38. A method according to claim 37, in which some of the heads are in contact with the tape in one said run and the remainder are in contact with the tape in the other said run.

39. A tape driving arrangement for driving a tape longitudinally, including a capstan, means for rotating the capstan, and two pinch rollers having an operative position in which they press the tape against respective parts of the surface of the capstan, the two pinch rollers being mounted to be rotatable about respective axes which are parallel to each other and spaced apart in relation to each other by a fixed distance, the pinch rollers being mounted in common so as to have free movement as a unit in directions perpendicular to their axes whereby to equalise the pressures which they apply to the tape on the surface of the capstan.

40. An arrangement according to claim 39, in which the two pinch rollers are rotatably mounted on a support member which is pivotable about an axis parallel to but spaced from the axes of the pinch rollers so as to provide the said free movement of the pinch rollers.

41. An arrangement according to claim 40, in which the said member is movable between first and second positions so that in the said first position the pinch rollers are clear of -the capstan so as to permit the tape to move into and out of contact with the surface of the capstan in directions transverse to the face of its surface and in the said second position the pinch rollers are in their said operative position.

42. An arrangement according to claim 41, in which the movement of the said member between the first and second positions is made up of movement in two substantially perpendicular directions.

43. An arrangement according to claim 42, in which the said first position the member supports the pinch rollers vertically displaced from the capstan and in which the said movement comprises a first stage of movement which moves the pinch rollers in a direction parallel to the axis of the capstan to an intermediate position in which they are adjacent to the tape on the capstan and a second stage of movement which moves the pinch rollers in a direction perpendicular to the axis of the capstan and into the said second position.

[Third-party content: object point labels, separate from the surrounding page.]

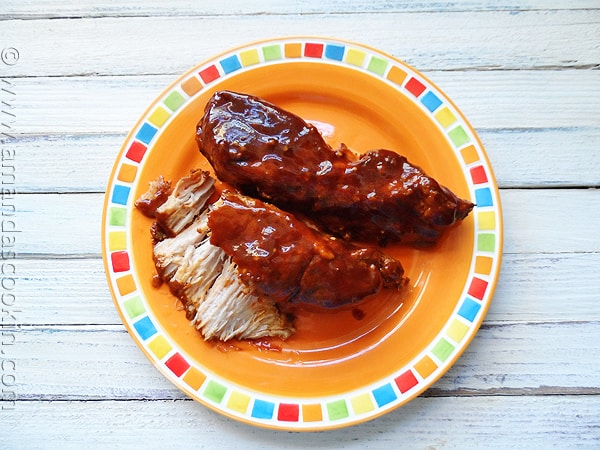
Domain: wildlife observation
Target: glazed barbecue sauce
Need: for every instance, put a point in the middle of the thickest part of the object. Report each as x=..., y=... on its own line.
x=272, y=154
x=286, y=260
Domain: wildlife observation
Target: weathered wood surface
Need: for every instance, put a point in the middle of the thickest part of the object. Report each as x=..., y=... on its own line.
x=526, y=77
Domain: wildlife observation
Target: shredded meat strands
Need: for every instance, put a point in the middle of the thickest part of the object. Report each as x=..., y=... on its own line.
x=200, y=274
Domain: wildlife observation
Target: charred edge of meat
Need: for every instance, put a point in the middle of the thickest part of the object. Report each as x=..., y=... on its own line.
x=273, y=154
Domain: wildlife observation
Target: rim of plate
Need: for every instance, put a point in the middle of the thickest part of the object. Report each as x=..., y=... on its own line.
x=324, y=412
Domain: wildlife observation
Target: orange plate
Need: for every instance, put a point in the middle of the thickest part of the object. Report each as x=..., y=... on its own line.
x=343, y=367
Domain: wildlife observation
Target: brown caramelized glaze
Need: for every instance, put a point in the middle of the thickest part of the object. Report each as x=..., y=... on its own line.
x=272, y=154
x=284, y=259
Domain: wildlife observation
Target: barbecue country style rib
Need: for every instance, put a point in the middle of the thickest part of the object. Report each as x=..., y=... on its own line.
x=200, y=274
x=272, y=154
x=240, y=265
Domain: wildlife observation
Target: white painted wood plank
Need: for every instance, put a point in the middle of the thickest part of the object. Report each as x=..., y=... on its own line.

44. An arrangement according to claim 43, including guiding means which limit the amount of movement of the pinch rollers in directions transverse to the axis of the capstan- when the member is in the first position and when it is moving to the intermediate position whereby to prevent contact of the pinch rollers with the edge of the tape on the capstan during the said first stage of movement.

45. An arrangement according to claim 44, in which the guiding means comprises a pair of jaws on the said members on the said member which partially embrace and make contact with the surface of an axially extend ing part of the capstan.

46. A tape lacing arrangement, substantially as described with reference to Figures 1 and 2 of the accompanying drawings.

47. A tape lacing arrangement, substantially as described with reference to Figures 1 to 4 of the accompanying drawings.

48. A tape lacing arrangement, substantially as described with reference to Figure 5 of the accompanying drawings.

49. A tape lacing arrangement, substantially as described with reference to Figure 6 of the accompanying drawings.

50. A tape lacing arrangement, substantially as described with reference to Figure 7 of the accompanying drawings.

51. A tape lacing method, substantially as described with reference to Figures 1 and 2 of the accompanying drawings.

52. A tape lacing method, substantially as described with reference to Figures 1 to 4 of the accompanying drawings.

53. A tape lacing method, substantially as described with reference to Figure 5 of the accompanying drawings.

54. A tape lacing method, substantially as described with reference to Figure 6 of the accompanying drawings.

55. A tape lacing method, substantially as described with reference to Figure 7 of the accompanying drawings.

56. A tape lacing arrangement according to claim 39 and substantially as described with reference to the accompanying drawings.